A.Ü.- Bence hangi din olursa olsun dinle laiklik arasında hiçbir çatışma yaşanmamasını beklemek safdillik olur. Sonuçta benzer çatışmalar Batı’da da yaşandı ve hâlâ da yaşanıyor. Ancak aklı selim sahibi din ve devlet adamları bir şeyin farkına varmışlardır: Sırf dinle de olmuyor, tamamen dinsiz de olmuyor.

Yani, devlet mekanizmasına dinin sokulmasına engel olmak tabii ki kesinlikle gerekli. Ama devletin, kendi mekanizması ve sorumluluk alanı dışında dine fazla karışmaması da lazım.

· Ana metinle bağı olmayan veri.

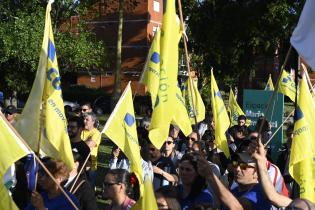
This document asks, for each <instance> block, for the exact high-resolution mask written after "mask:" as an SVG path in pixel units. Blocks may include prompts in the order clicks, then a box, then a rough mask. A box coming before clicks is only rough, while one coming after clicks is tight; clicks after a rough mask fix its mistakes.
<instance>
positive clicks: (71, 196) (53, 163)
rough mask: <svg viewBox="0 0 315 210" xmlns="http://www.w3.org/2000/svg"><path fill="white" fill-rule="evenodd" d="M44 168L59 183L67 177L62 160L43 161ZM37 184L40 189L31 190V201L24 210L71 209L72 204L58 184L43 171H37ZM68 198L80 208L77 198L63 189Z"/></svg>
mask: <svg viewBox="0 0 315 210" xmlns="http://www.w3.org/2000/svg"><path fill="white" fill-rule="evenodd" d="M45 166H46V168H47V169H48V170H49V172H50V173H51V174H52V175H53V176H54V178H55V180H56V181H57V182H58V184H59V185H61V183H63V182H64V181H65V180H66V179H67V178H68V177H69V170H68V168H67V166H66V164H65V163H64V162H62V161H56V160H52V159H50V160H48V161H47V162H46V163H45ZM38 184H39V186H40V188H41V189H42V191H41V192H40V193H39V192H37V191H33V192H32V197H31V203H30V204H29V205H28V206H27V207H26V208H25V210H45V209H49V210H73V209H75V208H74V206H73V205H72V204H71V203H70V202H69V200H68V199H67V198H66V196H65V195H64V194H63V193H62V191H61V189H60V188H59V187H58V185H57V184H56V183H55V182H54V181H53V180H52V179H51V177H49V176H48V174H46V173H45V172H44V171H39V173H38ZM65 192H66V193H67V195H68V196H69V198H70V199H71V200H72V202H73V203H74V205H76V207H77V209H80V205H79V202H78V200H77V199H76V198H75V197H74V195H72V194H71V193H69V192H68V191H66V190H65Z"/></svg>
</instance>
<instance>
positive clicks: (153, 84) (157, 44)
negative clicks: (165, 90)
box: [140, 29, 161, 110]
mask: <svg viewBox="0 0 315 210" xmlns="http://www.w3.org/2000/svg"><path fill="white" fill-rule="evenodd" d="M160 38H161V32H160V30H159V29H158V30H157V31H156V32H155V36H154V39H153V42H152V44H151V48H150V50H149V54H148V57H147V60H146V63H145V66H144V69H143V74H142V76H141V79H140V82H141V83H142V84H144V85H145V86H146V87H147V88H148V92H149V93H150V95H151V101H152V110H153V109H154V104H155V101H156V97H157V94H158V91H159V83H160Z"/></svg>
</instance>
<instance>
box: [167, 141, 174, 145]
mask: <svg viewBox="0 0 315 210" xmlns="http://www.w3.org/2000/svg"><path fill="white" fill-rule="evenodd" d="M165 143H166V144H168V145H170V144H173V143H174V142H173V141H166V142H165Z"/></svg>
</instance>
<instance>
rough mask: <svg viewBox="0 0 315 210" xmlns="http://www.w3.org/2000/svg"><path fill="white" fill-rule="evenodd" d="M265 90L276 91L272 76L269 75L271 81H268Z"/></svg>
mask: <svg viewBox="0 0 315 210" xmlns="http://www.w3.org/2000/svg"><path fill="white" fill-rule="evenodd" d="M265 90H268V91H273V90H275V88H274V86H273V83H272V79H271V74H269V79H268V82H267V85H266V87H265Z"/></svg>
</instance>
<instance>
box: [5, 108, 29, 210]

Bence Cumhuriyet döneminde dinin üzerine biraz fazlaca gittik; daha sonra yaşanan sancıların sebebi bu. Bir de Türkiye’de bence esas mesele aydın din adamının olup olmaması değil. Çünkü Türkiye’de var. Esas mesele onların faaliyet gösterip gösterememesidir. Alışılmışın dışındaki fikirleri dile getirenlerin bu ülkede başına neler geldiğini biliyoruz.

- Arap kültüründe bir söz var. Anan soğan baban sarımsaksa sen gül kokamazsın, derler. Sizce bu söz toplumları çok iyi tarif etmiyor mu?

A.Ü.- Evet, maalesef. Bu söz esas itibarıyla soyaçekimin bir insanın veya bir toplumun kaderini çizdiği görüşünü ifade ediyor. Bugün bireylerin karakterinde genetiğin rol oynadığı biliniyor. Toplumların bir kültürel genetiğinin olduğu ise zaten öteden beri biliniyor.

İkinci Dünya Savaşı’ndan sonra Avrupa’ya Türkiye ve Kuzey Afrika’dan giden Müslüman işçi topluluklarıyla İngiltere’deki Hint Yarımadası kökenli Hindu toplulukların yaşadıkları uyum sorunu hepimizin malumu. Bugün artık belli bir coğrafyadaki bir uygarlıkta yşanan sorunlara başka bir coğrafyadaki başka bir uygarlıktan alınan çözümlerin hiçbir uyarlamaya maruz bırakılmadan uygulanmasının sonuç vermediği anlaşılmıştır. İbni Haldun’u çıkarmış bir uygarlığın bugün kendi sosyal sorunlarına kendi içinden çözüm bulacak kapasitede beyinler çıkaramaması bence çağımızın en büyük kültürel trajedisidir.

 

ALİ SUAT ÜRGÜPLÜ

İstanbul, 1967 doğumlu. Ortaöğrenimini önce Şişli Terakki Lisesi, ardından Fransa, İtalya ve Belçika’da yaptı. İngiltere’de Oxford Üniversitesi’nde Şarkiyat (Türkçe ve Arapça, İslam Tarihi) okuyup 1990’da mezun oldu. Yükseköğreniminin ikinci yılı İskenderiye Üniversitesi’nde çalışmalar yaptı. 1990’da Türkiye’ye dönüp Oxford Üniversitesi’nin YÖK tarafından tanınmadığını öğrenince özel sektöre girdi. 1992’de davet üzerine İ.Ü. Edebiyat Fakültesi bünyesinde açılan Bilim Tarihi Bölümü’nün ilk okutmanı oldu. Ancak kendi anlatımıyla şarkiyatçılıkla şarklılık arasındaki farkı tecrübeyle öğrendikten sonra iş dünyasına geri döndü. Almanya’da Bamberg ve Bonn Üniversiteleri’nde bir yandan ders verip bir yandan da doktora çalışmasını tamamladı. İngilizce, Fransızca, Almanca, İtalyanca, Rusça, Arapça ve Özbekçe biliyor.